Mike vs. Mike
Nutter? At this point, who knows?
“The most prevalent cocktail-party conversation I hear is, ‘Who is Michael Nutter? What is his identity?’” says Zack Stalberg, president of the Committee of Seventy watchdog group. “Because people are a little mystified by what they’ve seen so far, and the stakes are high.”
That people are confused now is probably a testament to Nutter’s 2007 mayoral campaign. As one Philadelphia power broker puts it: “We elected Neil Oxman.”
In this formulation, Nutter’s adman, Neil Oxman, was so good that we essentially elected a series of commercials. This may sound harsh, but it isn’t far from the truth. At the end of the day, there’s an inherent tension between the crusading reformer persona Nutter crafted for himself, and the ordinary politician at his core.
THERE IS A truism in politics, most eloquently phrased by former New York governor Mario Cuomo: “You campaign in poetry. You govern in prose.”
Of course, he was right: The campaign trail is all about intention and ideals, about language marshaled to inspire; governing is all about politics and reality, about language marshaled to obfuscate the hash of political compromise. Because Nutter campaigned poetically, as a reformer, what we expected from him was clear: We, the people of Philadelphia, expected Michael Nutter to keep his campaign promises, to marginalize the self-serving old faces of Philadelphia’s entrenched Democratic Party, and to generally walk the talk that got him elected; we expected Nutter to give us good reasons if he ever found it necessary to backtrack on a stated principle. It would not be inappropriate to add that we expected him to remain a poet.
We’ve been disappointed. And the first sign of trouble came before he even took office. In early December 2007, after winning the general election, Nutter penned an Inquirer op-ed anointing Congressman Bob Brady a big part of his “New day, new way” agenda. This mash note suggested Nutter had slept through his own campaign commercials: He had beaten the Democratic party boss in the mayoral primary largely because the words “Bob Brady, Mayor” prompted visions of hulking union guys draped all over City Hall, pounding grapes, grog and cheesesteaks in a fart-tastic bacchanal of municipal excess. Now they were partners? Nutter further revealed preservationist political instincts when he failed to speak out against the (ultimately failed) State Senate candidacy of electricians union boss John Dougherty, another representative of this city’s entrenched machine culture. In retrospect, both episodes seem hugely symbolic of the disconnect between the poetic candidate and the prosaic politician now serving as mayor.

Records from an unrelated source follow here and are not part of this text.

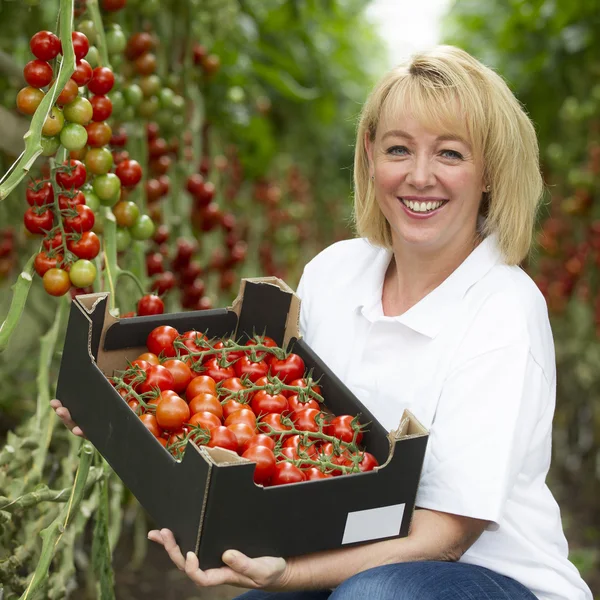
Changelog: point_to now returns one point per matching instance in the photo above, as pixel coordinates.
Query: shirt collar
(430, 314)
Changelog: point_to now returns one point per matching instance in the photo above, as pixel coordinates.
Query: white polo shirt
(474, 362)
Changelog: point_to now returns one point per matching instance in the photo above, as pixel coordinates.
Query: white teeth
(421, 206)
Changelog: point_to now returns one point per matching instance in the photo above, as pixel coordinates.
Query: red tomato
(295, 404)
(172, 412)
(254, 370)
(218, 373)
(37, 73)
(83, 221)
(341, 428)
(150, 305)
(181, 374)
(102, 81)
(313, 474)
(87, 246)
(223, 437)
(265, 463)
(159, 377)
(243, 415)
(83, 73)
(39, 192)
(205, 402)
(260, 439)
(263, 403)
(271, 425)
(150, 423)
(43, 262)
(243, 432)
(307, 419)
(129, 172)
(38, 222)
(45, 45)
(290, 368)
(285, 472)
(199, 385)
(72, 174)
(205, 420)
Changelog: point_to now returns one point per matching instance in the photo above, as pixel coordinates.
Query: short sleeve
(485, 424)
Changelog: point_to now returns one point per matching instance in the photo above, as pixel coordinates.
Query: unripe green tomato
(82, 273)
(118, 101)
(123, 239)
(148, 107)
(93, 57)
(88, 28)
(91, 199)
(50, 145)
(143, 228)
(115, 40)
(79, 111)
(73, 136)
(98, 161)
(133, 94)
(54, 122)
(108, 188)
(150, 85)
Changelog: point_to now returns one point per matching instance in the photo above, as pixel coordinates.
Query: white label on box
(373, 524)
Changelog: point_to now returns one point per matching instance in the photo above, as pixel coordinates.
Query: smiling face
(428, 183)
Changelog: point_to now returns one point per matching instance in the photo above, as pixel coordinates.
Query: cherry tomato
(71, 175)
(285, 472)
(265, 463)
(254, 370)
(68, 93)
(83, 73)
(260, 439)
(28, 99)
(82, 273)
(79, 111)
(45, 45)
(341, 428)
(290, 368)
(172, 412)
(102, 107)
(263, 403)
(102, 81)
(99, 134)
(56, 282)
(129, 172)
(39, 192)
(199, 385)
(160, 340)
(223, 438)
(43, 262)
(83, 221)
(159, 377)
(150, 305)
(150, 423)
(38, 222)
(181, 374)
(37, 73)
(204, 419)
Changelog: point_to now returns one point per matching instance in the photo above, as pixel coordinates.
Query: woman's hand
(265, 572)
(65, 416)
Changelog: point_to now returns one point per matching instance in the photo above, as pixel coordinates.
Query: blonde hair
(432, 84)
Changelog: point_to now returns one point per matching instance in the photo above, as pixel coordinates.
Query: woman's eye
(397, 150)
(452, 154)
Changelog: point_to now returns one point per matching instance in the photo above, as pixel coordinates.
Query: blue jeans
(426, 580)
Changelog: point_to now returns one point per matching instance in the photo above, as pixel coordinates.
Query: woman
(427, 310)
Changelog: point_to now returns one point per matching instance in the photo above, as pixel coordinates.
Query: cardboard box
(209, 499)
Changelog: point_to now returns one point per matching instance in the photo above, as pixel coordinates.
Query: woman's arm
(433, 536)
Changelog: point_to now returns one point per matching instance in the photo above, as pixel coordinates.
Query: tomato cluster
(252, 398)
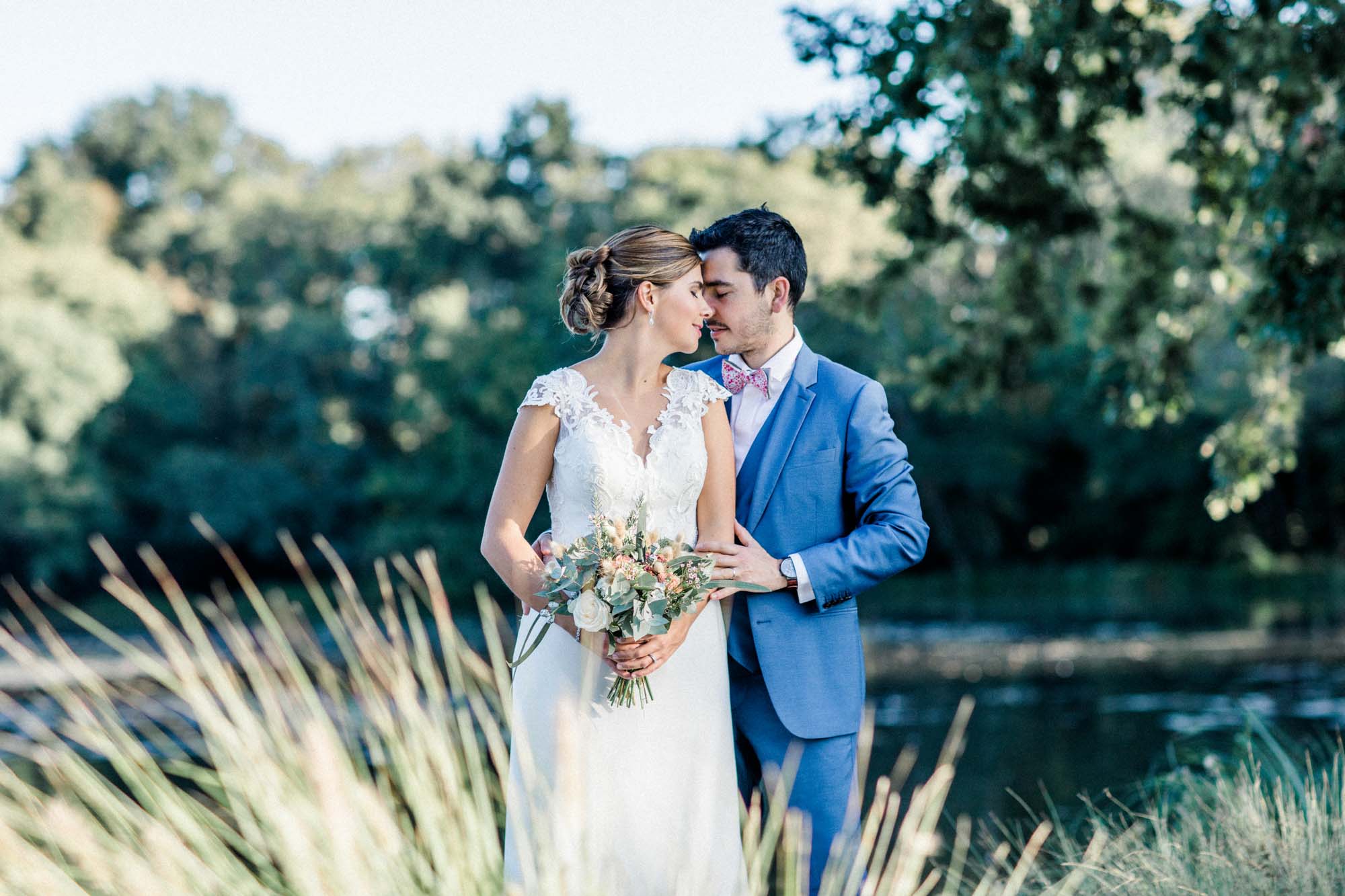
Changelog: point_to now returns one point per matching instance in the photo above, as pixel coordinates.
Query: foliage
(1005, 136)
(369, 759)
(198, 322)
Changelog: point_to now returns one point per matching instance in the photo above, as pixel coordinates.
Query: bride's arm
(518, 490)
(719, 499)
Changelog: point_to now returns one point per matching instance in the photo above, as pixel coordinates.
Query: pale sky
(319, 76)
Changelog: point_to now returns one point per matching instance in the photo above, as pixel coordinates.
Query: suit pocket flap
(800, 459)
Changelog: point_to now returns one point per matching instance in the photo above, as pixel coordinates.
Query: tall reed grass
(358, 752)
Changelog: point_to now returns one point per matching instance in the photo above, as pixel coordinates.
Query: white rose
(591, 612)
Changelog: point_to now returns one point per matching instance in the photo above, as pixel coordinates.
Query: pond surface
(1059, 737)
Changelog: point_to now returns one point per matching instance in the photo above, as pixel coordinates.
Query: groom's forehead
(720, 266)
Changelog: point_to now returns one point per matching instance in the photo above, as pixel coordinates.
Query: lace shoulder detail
(564, 391)
(691, 393)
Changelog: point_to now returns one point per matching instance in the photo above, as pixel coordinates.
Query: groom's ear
(779, 292)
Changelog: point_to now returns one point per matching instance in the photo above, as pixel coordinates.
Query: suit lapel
(775, 440)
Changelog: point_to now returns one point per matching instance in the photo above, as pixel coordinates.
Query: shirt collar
(781, 366)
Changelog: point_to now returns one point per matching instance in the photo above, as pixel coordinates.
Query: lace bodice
(595, 460)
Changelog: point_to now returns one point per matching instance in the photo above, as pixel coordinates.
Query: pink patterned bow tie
(735, 380)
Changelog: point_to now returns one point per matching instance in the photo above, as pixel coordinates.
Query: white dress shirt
(750, 409)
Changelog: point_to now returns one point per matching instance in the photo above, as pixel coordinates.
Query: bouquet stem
(626, 690)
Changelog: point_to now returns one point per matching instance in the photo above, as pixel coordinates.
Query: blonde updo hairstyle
(601, 282)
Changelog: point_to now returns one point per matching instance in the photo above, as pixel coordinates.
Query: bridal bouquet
(629, 581)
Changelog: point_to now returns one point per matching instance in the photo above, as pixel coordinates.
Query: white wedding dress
(631, 801)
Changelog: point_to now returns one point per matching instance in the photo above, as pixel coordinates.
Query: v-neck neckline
(625, 428)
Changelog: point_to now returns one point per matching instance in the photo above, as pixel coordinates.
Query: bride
(606, 799)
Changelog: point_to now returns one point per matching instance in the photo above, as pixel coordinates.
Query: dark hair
(767, 245)
(601, 280)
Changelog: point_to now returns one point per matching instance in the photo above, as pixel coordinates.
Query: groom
(827, 509)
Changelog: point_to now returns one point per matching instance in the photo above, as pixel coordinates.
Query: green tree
(1000, 134)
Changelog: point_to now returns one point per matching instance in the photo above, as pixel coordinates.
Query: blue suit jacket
(828, 478)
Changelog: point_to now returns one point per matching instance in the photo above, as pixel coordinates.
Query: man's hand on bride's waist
(748, 561)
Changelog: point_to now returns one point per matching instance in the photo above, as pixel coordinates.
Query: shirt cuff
(801, 572)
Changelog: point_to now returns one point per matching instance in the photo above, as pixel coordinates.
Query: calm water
(1059, 736)
(1065, 736)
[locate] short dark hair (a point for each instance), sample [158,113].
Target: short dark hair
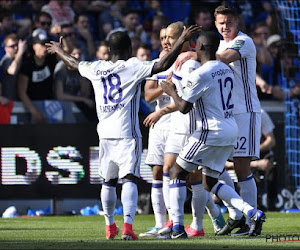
[43,13]
[225,10]
[119,42]
[210,39]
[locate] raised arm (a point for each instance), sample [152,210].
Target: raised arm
[167,61]
[70,61]
[152,91]
[169,88]
[154,117]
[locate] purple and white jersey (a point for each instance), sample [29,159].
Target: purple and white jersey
[117,88]
[183,123]
[163,100]
[244,92]
[210,88]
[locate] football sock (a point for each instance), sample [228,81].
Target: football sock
[129,198]
[199,200]
[166,188]
[177,199]
[228,195]
[108,200]
[211,207]
[158,203]
[234,213]
[248,191]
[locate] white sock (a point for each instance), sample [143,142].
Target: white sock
[211,207]
[108,199]
[158,203]
[227,194]
[234,213]
[248,191]
[199,200]
[166,190]
[129,197]
[177,199]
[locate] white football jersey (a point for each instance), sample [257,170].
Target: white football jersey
[117,88]
[245,94]
[163,100]
[183,123]
[210,88]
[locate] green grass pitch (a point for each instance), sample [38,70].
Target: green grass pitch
[88,232]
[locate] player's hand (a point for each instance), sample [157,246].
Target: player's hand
[54,47]
[168,86]
[189,32]
[183,57]
[152,119]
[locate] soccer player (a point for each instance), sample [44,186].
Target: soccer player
[238,51]
[156,142]
[181,127]
[210,88]
[117,89]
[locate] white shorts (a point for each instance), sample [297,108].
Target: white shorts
[119,157]
[211,159]
[175,143]
[248,140]
[156,147]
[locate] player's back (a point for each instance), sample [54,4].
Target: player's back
[211,87]
[183,123]
[117,93]
[245,73]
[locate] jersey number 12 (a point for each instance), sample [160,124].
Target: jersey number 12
[112,90]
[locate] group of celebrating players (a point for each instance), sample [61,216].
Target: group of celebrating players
[207,112]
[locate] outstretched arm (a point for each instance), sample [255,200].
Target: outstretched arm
[154,117]
[70,61]
[167,61]
[169,88]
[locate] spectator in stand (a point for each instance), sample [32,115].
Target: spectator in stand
[8,25]
[44,21]
[159,22]
[29,9]
[70,86]
[130,23]
[84,37]
[203,17]
[111,18]
[10,65]
[103,51]
[67,31]
[61,13]
[144,52]
[35,80]
[92,9]
[135,43]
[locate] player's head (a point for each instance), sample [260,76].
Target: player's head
[120,44]
[173,32]
[207,44]
[227,21]
[162,37]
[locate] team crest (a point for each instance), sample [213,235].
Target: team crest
[238,44]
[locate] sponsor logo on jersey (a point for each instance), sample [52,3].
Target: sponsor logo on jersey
[238,44]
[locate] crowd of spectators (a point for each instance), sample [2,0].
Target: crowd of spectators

Nutter boasts an achiever’s life story, marked not by setbacks and comebacks so much as a consistent forward push. He grew up at 55th and Larchwood, in West Philadelphia, where he lived with his parents and grandmother. Education was held in high regard. And Nutter was an excellent, committed student. He graduated from St. Joe’s Prep, which is known for turning out the princes who inherit Philadelphia. He attended the University of Pennsylvania and graduated from the Wharton business school. For a time, he aspired to become a doctor.